There are a few limitations to our study. The delineations used to train and test our models come from a single institution and may only reflect clinical practice and treatment decision patterns between the physicians in our clinic. While the physician CTV delineations used in this study were subject to a rigorous peer-review QA session prior to treatment, the inter-observer variability in these delineations remains to be determined and it is acknowledged that this variability could impact the performance of the predicted delineations. Our models use only imaging information (CT image and GTV contours) and lack patient-specific clinical information that is considered when designing a patient's treatment plan; further implementation of clinical information in CTV auto-delineation models may improve auto-delineation predictions (Cardenas et al 2017a), but this was not part of the scope of this study. Lastly, our model requires manual GTV delineations as one of the input channels; this limitation could be addressed by implementing tumor lesion auto-segmentation algorithms (Street et al 2007, Yang et al 2015).

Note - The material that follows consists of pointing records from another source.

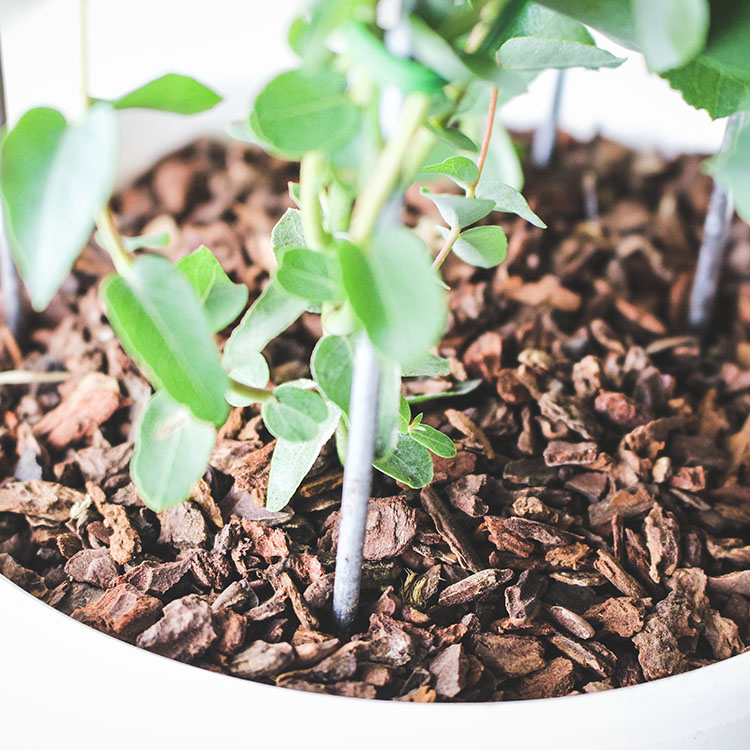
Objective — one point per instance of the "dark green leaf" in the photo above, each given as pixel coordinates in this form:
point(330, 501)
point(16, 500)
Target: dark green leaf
point(54, 177)
point(670, 32)
point(460, 169)
point(457, 210)
point(172, 448)
point(291, 461)
point(483, 247)
point(222, 299)
point(294, 413)
point(434, 440)
point(271, 314)
point(331, 366)
point(430, 365)
point(394, 292)
point(409, 463)
point(531, 53)
point(509, 200)
point(459, 389)
point(309, 275)
point(159, 320)
point(170, 93)
point(298, 112)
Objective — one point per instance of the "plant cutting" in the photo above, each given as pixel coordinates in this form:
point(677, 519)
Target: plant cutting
point(598, 391)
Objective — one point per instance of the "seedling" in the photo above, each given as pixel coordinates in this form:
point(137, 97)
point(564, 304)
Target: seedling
point(341, 254)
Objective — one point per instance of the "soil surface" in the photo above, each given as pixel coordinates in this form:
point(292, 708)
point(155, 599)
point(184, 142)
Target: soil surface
point(592, 532)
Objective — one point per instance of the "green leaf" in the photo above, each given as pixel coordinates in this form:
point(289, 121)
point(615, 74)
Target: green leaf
point(331, 365)
point(172, 448)
point(309, 275)
point(457, 210)
point(222, 299)
point(271, 314)
point(291, 461)
point(287, 233)
point(731, 168)
point(389, 399)
point(294, 413)
point(170, 93)
point(483, 247)
point(670, 32)
point(434, 440)
point(158, 318)
point(532, 53)
point(459, 389)
point(409, 463)
point(428, 365)
point(394, 292)
point(54, 177)
point(460, 169)
point(298, 112)
point(386, 68)
point(508, 200)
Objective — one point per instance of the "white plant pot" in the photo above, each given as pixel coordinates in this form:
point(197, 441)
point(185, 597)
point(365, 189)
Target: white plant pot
point(65, 685)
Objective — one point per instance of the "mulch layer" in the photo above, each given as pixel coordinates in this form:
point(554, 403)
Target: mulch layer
point(592, 532)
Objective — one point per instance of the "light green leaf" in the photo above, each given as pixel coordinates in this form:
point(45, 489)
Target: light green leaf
point(428, 365)
point(170, 93)
point(291, 461)
point(532, 53)
point(508, 200)
point(298, 112)
point(309, 275)
point(158, 318)
point(457, 210)
point(294, 413)
point(434, 440)
point(287, 233)
point(271, 314)
point(731, 168)
point(670, 32)
point(483, 247)
point(332, 364)
point(409, 463)
point(394, 292)
point(460, 169)
point(222, 299)
point(54, 177)
point(172, 448)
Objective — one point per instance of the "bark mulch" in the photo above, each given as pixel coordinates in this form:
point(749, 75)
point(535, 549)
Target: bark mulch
point(592, 532)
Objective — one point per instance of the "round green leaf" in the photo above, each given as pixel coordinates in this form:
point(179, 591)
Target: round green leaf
point(298, 112)
point(54, 177)
point(172, 449)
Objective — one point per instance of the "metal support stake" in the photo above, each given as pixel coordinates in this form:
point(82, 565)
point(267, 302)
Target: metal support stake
point(713, 247)
point(543, 144)
point(9, 287)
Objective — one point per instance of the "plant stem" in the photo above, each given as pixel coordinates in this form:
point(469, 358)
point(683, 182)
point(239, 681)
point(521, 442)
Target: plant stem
point(545, 136)
point(357, 483)
point(485, 141)
point(713, 247)
point(112, 241)
point(387, 169)
point(312, 169)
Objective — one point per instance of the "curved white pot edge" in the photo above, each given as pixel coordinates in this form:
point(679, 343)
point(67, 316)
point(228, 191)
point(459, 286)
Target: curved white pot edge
point(65, 683)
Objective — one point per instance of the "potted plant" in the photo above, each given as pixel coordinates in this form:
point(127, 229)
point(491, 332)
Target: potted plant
point(342, 255)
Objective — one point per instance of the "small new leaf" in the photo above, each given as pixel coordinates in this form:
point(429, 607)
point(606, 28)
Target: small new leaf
point(294, 413)
point(222, 299)
point(172, 448)
point(170, 93)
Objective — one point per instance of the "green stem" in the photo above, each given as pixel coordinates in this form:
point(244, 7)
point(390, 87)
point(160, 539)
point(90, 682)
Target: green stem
point(112, 241)
point(312, 172)
point(388, 168)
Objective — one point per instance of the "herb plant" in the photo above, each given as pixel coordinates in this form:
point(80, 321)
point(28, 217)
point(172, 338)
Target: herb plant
point(337, 256)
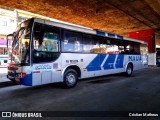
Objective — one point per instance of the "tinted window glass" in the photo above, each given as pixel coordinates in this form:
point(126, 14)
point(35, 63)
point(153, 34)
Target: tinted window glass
point(72, 42)
point(46, 43)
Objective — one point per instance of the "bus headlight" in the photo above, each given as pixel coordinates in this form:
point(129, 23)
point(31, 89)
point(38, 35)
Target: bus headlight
point(23, 75)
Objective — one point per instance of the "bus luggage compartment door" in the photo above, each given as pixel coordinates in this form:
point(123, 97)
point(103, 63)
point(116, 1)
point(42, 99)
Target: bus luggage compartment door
point(46, 77)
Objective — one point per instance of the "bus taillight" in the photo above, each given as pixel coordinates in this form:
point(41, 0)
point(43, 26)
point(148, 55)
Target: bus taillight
point(23, 75)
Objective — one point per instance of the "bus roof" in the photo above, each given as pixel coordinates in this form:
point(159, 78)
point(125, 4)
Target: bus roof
point(83, 29)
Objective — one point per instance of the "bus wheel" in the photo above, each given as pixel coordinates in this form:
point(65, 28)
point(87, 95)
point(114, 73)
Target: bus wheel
point(129, 70)
point(70, 78)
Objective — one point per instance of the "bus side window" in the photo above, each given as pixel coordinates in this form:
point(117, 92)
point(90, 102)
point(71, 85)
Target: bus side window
point(72, 42)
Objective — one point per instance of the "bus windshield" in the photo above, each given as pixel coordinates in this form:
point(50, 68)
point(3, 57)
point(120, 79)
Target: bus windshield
point(20, 45)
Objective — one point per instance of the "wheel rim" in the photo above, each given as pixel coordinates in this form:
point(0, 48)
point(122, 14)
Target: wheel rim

The auto-delineation of CTVs could aid in reducing delineation variability which remains one of the largest sources of uncertainty in radiation therapy (Segedin and Petric 2016). Creating a tool that automatically provides physicians with target volumes would be a significant contribution to our field. This would allow for the collection of better clinical data which would be particularly useful in clinical trials and multi-institutional studies where heterogeneity in clinical practices is largest amongst practitioners.

Using CTVs previously segmented and used in our clinic to deliver patient treatments, the trained convolutional neural network is able to segment the union of CTVs with high overlap and close average surface distances (DSC  >  0.75 on 96% of cases for tight and moderate auto-delineation models and 97% of cases having MSD  ⩽  5.0 mm). We found that applying a 5 mm uniform margin expansion to the auto-delineated CTVs would cover at least 90% of the physician CTV volumes for a large majority of patients; however, determination of appropriate margin expansions for auto-delineated CTVs merits further investigation.